En conclusion, la crise économique ne justifie pas pour autant la réduction des mesures écologiques et environnementales. Aujourd’hui, plus que jamais, il devient crucial de construire un avenir plus durable qui assure à la fois le développement économique et la préservation de l’environnement. La notion de résilience de l’économie devient ainsi un concept clé pour se prémunir contre de futures crises, à l’instar de celle que nous vivons aujourd’hui. Il ne fait aucun doute que la crise mondiale du Coronavirus a engendré des conséquences regrettables, tant au niveau humain qu’économique. Mais il s’agit, peut-être, aussi, d’une occasion de consolider la résilience de nos modèles économiques, et énergétiques en particulier, à travers le renforcement de la transition énergétique. Les énergies renouvelables ont, en effet, fait leurs preuves, d’autant plus que leurs coûts technologiques ont connu une baisse importante ces dernières années. Cette situation représente, aussi, un test de l’engagement des gouvernements qui se sont engagés dans une relance verte, car les observateurs remarqueront rapidement si l'accent mis sur les transitions d'énergie propre s'estompe lorsque les conditions du marché deviennent plus difficiles.
[1] Les projections de la demande de pétrole de l'OPEP et de l’AIE pour 2020 ont été révisées à la baisse. Selon l’AIE, en 2020 la demande mondiale du pétrole devrait reculer de 8,2 mb/j par rapport à 2019 à 91,9mb/j. Pour l’OPEP, la demande baissera de 9,2 mb/j (révisé en baisse de 0,1 mbj par rapport à juillet) à 90,6 mb/j.

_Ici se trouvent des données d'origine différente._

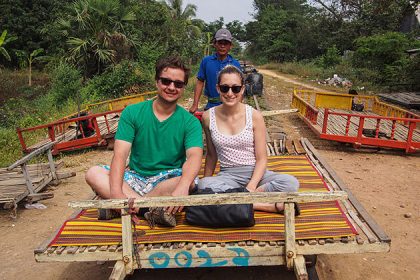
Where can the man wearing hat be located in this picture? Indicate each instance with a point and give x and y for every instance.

[2] Les chocs pétroliers sont imputés à deux causes : 1) Changement imprévu de l’offre comme des nouvelles découvertes qui submergent le marché, notamment l’offshore en 1985-86 et le shale en 2014 ou de la demande en cas de crises financières qui entraînent une chute de la demande : notamment la crise des E.U en 1990, la crise asiatique de 1997-98 et la crise des subprimes en 2008. 2) Divergence de l’OPEP de son rôle de régulateur du marché : à titre d’exemple, après le pic des prix du pétrole en 1979, l’OPEP a réduit son offre au cours des 6 années suivantes de plus de 46% pour rétablir l’équilibre. Malgré cette réduction drastique, le cours du pétrole a baissé de 20%. En réponse, l’OPEP a commencé à augmenter son offre (+31% en 6 mois). Selon la Banque mondiale, ce changement de politique est en partie responsable de l’effondrement du prix du pétrole pendant presque deux décennies.